= 1955 Wickham Terrace attack =

Shooting and bombing in Brisbane, Australia

On 1 December 1955, a bombing and shooting attack took place on Wickham Terrace in Brisbane, Australia. Targeting medical professionals, two people were killed and two others were injured before the perpetrator, 38-year-old Karl Kast, killed himself at the scene. Investigators determined that Kast had acted out of resentment over failed treatment for back pain by the victims.

Contemporary newspapers referred to the attack as the "Wickham Terrace Tragedy". Orthopaedic surgeon William J Cumming dubbed the attack the "Brisbane medical massacre" in a 2009 retrospective. In 2018, the Brisbane Times called the incident “terrorism”.

== Incident ==
On Thursday, 1 December 1955, Karl Kast boarded a taxi to Wickham Terrace, carrying a .38 calibre pistol and two boxes filled with 30 kg of explosives. In Wickham House, Kast entered the office of Dr Michael Joseph Gallagher, who was shot twice in the right arm and right side of the chest. After collapsing to the ground, Gallagher asked Kast why he had shot him, to which Kast replied "It is to do with spies" or "It is to do with spines" before shooting Gallagher a third time, striking his right leg. Before leaving the building, Kast placed some of the explosives in the building's foyer and set it on fire. A patient, George Boland, unsuccessfully attempted to extinguish the fire and lost several fingers when the explosives went off.

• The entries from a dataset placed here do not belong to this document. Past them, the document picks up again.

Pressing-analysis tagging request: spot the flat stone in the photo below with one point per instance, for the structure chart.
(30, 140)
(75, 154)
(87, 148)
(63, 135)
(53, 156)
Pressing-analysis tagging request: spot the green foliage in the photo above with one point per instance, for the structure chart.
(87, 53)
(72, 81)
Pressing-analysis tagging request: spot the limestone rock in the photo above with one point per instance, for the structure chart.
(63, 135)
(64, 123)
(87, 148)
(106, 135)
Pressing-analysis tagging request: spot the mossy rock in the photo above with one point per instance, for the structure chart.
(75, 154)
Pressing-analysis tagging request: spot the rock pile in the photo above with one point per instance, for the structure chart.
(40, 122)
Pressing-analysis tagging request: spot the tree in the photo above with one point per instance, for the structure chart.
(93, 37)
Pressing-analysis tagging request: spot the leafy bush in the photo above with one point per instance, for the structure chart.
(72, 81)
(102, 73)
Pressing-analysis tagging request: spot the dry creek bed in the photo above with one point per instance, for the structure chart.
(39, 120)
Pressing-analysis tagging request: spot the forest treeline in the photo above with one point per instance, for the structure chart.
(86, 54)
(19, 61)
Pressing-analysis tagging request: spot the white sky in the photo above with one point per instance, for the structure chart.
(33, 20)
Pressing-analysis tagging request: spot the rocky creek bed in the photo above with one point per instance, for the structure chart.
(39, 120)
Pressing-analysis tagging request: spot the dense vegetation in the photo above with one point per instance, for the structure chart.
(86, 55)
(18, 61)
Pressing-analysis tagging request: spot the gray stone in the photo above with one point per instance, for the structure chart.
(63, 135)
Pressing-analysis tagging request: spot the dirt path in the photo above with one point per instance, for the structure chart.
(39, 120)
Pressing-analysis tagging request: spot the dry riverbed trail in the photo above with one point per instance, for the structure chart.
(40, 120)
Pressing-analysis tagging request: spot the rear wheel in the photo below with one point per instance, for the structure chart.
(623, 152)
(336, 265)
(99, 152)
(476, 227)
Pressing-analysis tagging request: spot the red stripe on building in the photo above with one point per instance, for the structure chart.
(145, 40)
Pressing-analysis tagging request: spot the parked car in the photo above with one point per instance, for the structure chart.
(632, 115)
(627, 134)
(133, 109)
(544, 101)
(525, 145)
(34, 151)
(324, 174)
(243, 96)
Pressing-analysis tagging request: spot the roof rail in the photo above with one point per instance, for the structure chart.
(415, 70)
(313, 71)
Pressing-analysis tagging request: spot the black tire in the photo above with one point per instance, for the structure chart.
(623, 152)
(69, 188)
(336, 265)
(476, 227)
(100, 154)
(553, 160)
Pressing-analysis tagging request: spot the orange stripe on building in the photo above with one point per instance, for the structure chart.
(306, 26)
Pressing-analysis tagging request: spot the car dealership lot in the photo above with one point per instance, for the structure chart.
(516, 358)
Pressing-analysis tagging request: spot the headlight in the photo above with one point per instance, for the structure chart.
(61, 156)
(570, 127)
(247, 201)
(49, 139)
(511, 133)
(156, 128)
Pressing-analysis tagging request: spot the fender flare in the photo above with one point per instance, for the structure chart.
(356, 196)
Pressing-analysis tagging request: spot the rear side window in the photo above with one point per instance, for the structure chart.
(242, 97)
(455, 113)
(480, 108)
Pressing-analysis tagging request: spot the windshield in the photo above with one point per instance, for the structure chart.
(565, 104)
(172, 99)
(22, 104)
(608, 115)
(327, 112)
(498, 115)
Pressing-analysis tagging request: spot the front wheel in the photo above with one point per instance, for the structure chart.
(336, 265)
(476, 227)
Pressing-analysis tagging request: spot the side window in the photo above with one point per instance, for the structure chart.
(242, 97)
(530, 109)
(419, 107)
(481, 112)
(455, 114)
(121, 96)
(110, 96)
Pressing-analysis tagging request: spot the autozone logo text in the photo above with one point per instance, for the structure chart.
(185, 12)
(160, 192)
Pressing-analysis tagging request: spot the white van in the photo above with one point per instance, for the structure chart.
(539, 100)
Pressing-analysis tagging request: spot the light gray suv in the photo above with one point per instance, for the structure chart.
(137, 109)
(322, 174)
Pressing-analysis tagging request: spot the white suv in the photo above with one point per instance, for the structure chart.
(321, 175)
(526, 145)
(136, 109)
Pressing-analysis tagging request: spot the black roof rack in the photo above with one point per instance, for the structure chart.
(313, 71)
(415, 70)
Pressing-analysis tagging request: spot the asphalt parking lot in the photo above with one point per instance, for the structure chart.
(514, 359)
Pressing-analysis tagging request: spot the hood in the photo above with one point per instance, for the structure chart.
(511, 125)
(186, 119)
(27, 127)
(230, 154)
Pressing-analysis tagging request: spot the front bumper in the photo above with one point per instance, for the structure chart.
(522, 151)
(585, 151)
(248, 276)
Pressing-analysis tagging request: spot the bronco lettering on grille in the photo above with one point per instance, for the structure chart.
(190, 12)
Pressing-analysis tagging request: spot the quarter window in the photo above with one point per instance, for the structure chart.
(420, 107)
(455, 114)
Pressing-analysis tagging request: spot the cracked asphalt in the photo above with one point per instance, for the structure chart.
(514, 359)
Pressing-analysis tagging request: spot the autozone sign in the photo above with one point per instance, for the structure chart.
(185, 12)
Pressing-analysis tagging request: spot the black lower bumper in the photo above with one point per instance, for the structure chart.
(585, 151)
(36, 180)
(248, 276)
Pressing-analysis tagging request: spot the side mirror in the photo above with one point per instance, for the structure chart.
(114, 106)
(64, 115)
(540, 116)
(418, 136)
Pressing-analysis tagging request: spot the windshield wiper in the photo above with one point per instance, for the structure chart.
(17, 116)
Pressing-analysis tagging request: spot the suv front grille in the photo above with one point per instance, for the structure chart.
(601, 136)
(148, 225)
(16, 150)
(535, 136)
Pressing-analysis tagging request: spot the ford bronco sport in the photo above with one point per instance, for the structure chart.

In nearby Ballow Chambers, Kast left his explosives in the waiting room and successively going to the offices of Dr Arthur Vincent Meehan and Dr Andrew R Murray, who were killed with single gunshots to the chest. Kast held a few present patients at gunpoint before he entered the office of Dr John Lahz. As Kast aimed at Lahz, two nurses and a receptionist placed themselves in the line of fire, causing Kast to relent. He instead ordered everyone to leave the room, after which Kast locked himself inside and ignited his remaining bombs. The resulting blast severely injured Kast, who then shot himself in the head with his gun. Paramedics recovered Kast alive, but he died the same day at a hospital.

In 2018, an article in the Brisbane Times called it “one of Brisbane's first acts of terrorism”.

== Perpetrator ==

Karl Kast

Siegfried Karl Kast was born on 28 March 1917 in Erding, Kingdom of Bavaria. He entered Australia on 8 July 1938, while working as a fireman on the steamship Halle, which had docked at Brisbane. Kast stated that he sought asylum due to his opposition to the Nazi government. With the beginning of World War II, Kast was initially charged with desertion and suspected of being a German spy, but charges were dropped for lack of evidence on 28 September. He was interned at several forced labour camps until March 1944, being noted for four escapes, which all ended in recapture. Upon his release, he began working as a salesman in Alice Springs and obtained Australian citizenship the same year.

On 10 August 1954, while working as a pipelayer for Cairns City Council, Kast slipped during a work detail in Earlville, falling backwards onto a pipe. He subsequently complained of back pain, for which he visited the later targeted physicians at Wickham. The doctors all stated that Kast was exaggerating his injury and possibly malingering. Cairns State Government Insurance Office denied a compensation claim, as there were reports that Kast had sustained the injury in two earlier incidents in private. Kast later told a neighbour that he would plant a bomb at the office to bring attention to his case.

==Aftermath==
A brown paper parcel was delivered to the Brisbane Criminal Investigation Branch containing a letter from Kast claiming that he "did not receive justice elsewhere" and listing his four victims by name. The parcel also contained correspondence detailing his attempts to receive compensation for an alleged back injury.

The tragedy was reported in the Courier-Mail on Friday, 2 December, as "...a horrible crime ...[that]...sent a shock of horror through the city and all Queensland". Kast was buried in an unmarked grave at Toowong Cemetery.